The Caribbean is a region of the world that is overwhelmed with sunny islands. Located southeast of the Gulf of Mexico, the Caribbean is undoubtedly a perfect spot to relax in a warm climate. Although the region’s most famous destinations for tourists include Cuba (non US) and the Dominican Republic, other lesser-known places are worth a detour. Among them is Guadeloupe, a French overseas department whose territory totals some 1,600 square kilometers.
Although Guadeloupe is relatively small, it remains the largest archipelago of the Lesser Antilles. Guadeloupe is comprised of two main islands (Basse-Terre and Grand-Terre, which are shaped like the wings of a butterfly) as well as the nearby islands of Les Saintes, Marie-Galante and La Désirade. Altogether, these islands have a population of just over 400,000 individuals, which makes Guadeloupe the 7th largest territory in the Caribbean.
Since Guadeloupe is an overseas department of France, its “capital” – the city of Basse-Terre, not to be confused with the island that bears the same name – actually is a “prefecture”. The city of Basse-Terre, with its 12,000 inhabitants, is not Guadeloupe’s largest town, though. This title is in fact owned by Pointe-à-Pitre, which is located on the island of Grande-Terre.
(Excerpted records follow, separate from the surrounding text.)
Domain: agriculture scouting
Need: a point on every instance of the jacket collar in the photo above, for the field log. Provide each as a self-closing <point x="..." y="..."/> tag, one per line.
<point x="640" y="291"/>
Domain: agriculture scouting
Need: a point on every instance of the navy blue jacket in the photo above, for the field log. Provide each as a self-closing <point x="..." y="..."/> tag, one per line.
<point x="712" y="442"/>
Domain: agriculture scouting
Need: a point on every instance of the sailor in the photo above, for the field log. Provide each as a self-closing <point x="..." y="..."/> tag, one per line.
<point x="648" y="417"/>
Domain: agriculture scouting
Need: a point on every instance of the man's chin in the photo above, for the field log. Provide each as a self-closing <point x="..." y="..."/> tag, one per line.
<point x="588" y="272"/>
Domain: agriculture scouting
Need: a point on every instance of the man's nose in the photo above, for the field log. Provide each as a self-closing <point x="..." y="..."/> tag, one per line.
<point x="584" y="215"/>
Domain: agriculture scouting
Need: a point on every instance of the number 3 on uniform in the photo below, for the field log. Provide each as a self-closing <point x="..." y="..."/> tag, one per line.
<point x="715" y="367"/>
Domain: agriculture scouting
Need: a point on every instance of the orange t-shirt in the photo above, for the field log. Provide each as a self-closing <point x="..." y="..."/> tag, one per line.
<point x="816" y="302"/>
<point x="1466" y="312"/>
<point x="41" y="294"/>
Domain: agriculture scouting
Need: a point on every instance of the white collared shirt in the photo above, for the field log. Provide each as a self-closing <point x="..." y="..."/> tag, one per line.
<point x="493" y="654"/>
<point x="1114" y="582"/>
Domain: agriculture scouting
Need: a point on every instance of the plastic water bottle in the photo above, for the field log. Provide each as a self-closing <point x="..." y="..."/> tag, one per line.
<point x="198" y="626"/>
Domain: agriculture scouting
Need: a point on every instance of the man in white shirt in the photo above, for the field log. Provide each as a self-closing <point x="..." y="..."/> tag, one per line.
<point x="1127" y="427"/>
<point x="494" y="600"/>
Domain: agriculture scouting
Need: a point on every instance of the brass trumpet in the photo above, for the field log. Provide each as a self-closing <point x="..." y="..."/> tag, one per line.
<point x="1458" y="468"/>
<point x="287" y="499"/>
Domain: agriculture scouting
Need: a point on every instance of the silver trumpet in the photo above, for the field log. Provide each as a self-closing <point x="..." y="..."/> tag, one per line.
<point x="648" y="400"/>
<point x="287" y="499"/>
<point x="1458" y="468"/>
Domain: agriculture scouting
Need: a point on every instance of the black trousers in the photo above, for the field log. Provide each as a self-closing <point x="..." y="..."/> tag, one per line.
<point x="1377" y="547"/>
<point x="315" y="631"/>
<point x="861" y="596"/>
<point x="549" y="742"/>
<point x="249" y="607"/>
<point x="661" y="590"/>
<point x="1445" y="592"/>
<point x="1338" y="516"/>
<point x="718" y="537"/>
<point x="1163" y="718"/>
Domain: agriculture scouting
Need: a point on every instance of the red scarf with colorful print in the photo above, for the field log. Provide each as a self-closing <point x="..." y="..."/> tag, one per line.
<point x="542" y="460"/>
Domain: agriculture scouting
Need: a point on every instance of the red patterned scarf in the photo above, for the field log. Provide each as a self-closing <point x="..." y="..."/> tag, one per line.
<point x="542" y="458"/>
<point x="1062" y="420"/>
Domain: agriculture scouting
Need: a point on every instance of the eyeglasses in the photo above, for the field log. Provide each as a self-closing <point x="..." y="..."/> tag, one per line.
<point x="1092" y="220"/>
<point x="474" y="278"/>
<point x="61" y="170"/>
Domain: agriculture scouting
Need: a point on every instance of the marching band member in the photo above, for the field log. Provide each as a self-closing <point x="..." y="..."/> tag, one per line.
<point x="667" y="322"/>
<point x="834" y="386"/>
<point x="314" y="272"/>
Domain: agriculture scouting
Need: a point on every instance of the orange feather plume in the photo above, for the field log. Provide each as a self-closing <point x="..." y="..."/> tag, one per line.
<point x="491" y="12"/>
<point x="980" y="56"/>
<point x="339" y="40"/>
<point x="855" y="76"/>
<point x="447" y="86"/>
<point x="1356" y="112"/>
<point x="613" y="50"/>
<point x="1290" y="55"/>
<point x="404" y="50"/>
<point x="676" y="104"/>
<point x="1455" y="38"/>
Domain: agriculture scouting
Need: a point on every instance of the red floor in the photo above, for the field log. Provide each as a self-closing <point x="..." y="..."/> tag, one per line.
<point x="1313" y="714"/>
More than 80% of the tourists who make it to Guadeloupe come from France, and another 10% come from other European countries. Visitors from the United States and Canada only represent some 3.5% and 1.5%, respectively. This means that tourism in Guadeloupe remains quite largely “intra-national”, which actually sounds weird since French visitors from metropolitan France actually have to cross the Atlantic Ocean…
Caribbean lovers, however, should definitely give Guadeloupe a try. Indeed, the French department’s islands are tremendously gorgeous! Not only are they endowed with unique turquoise water and fine sand but they also offer a wide range of possibilities, from beach activities to nature observation, going through sports such as hiking and traditional culinary experiences.
Basse-Terre and Grande-Terre
Basse-Terre, which is the west island of the “butterfly wings”, is capped by an active volcano called La Soufrière. Not only is La Soufrière the highest peak (1,467 metres) in the Lesser Antilles, but it can also be climbed by tourists who wish to live a unique hiking experience. Basse-Terre offers amazing panoramas, thanks to its tropical forest (which officially is a National Park), waterfalls, luxuriant vegetation and beaches.
Image from amaudo.fr
As to Grande-Terre, it offers a wider range of activities, from bars and casinos to turquoise waters and pristine beaches. Many of the island’s restaurants offer quality, traditional Créole cuisine while Guadeloupe biggest city – namely, Pointe-à-Pitre – has interesting monuments to see and nice places to visit. It ought to be noted that Grande-Terre, which sits on a limestone plateau, also has perfect conditions for intense sugar cane-growing.
Marie-Galante, Les Saintes and La Désirade
Sugar cane also is grown on the island of Marie-Galante; plantations actually occupy more than half the land of Marie-Galante. This agricultural activity together with local expertise produce among the best rums on the planet in three different distilleries: Bellevue, Bielle and Poisson. Marie-Galante’s inhabitants are renown for their warmth and authenticity and for that reason, many say that one doesn’t really go to Guadeloupe unless he or she goes to Marie-Galante.
Photo by famillemarie.com
Les Saintes are composed of two small inhabited islands and seven islets. They hide colourful streets, houses, fishing boats as well as one of the world’s most beautiful bays. As for La Désirade, it is now classified as a natural reserve, a fact that has recently fostered ecotourism in Guadeloupe. For the diversity of the activities it offers and the peaceful islands it consists of, Guadeloupe should definitely be seen by Caribbean addicts!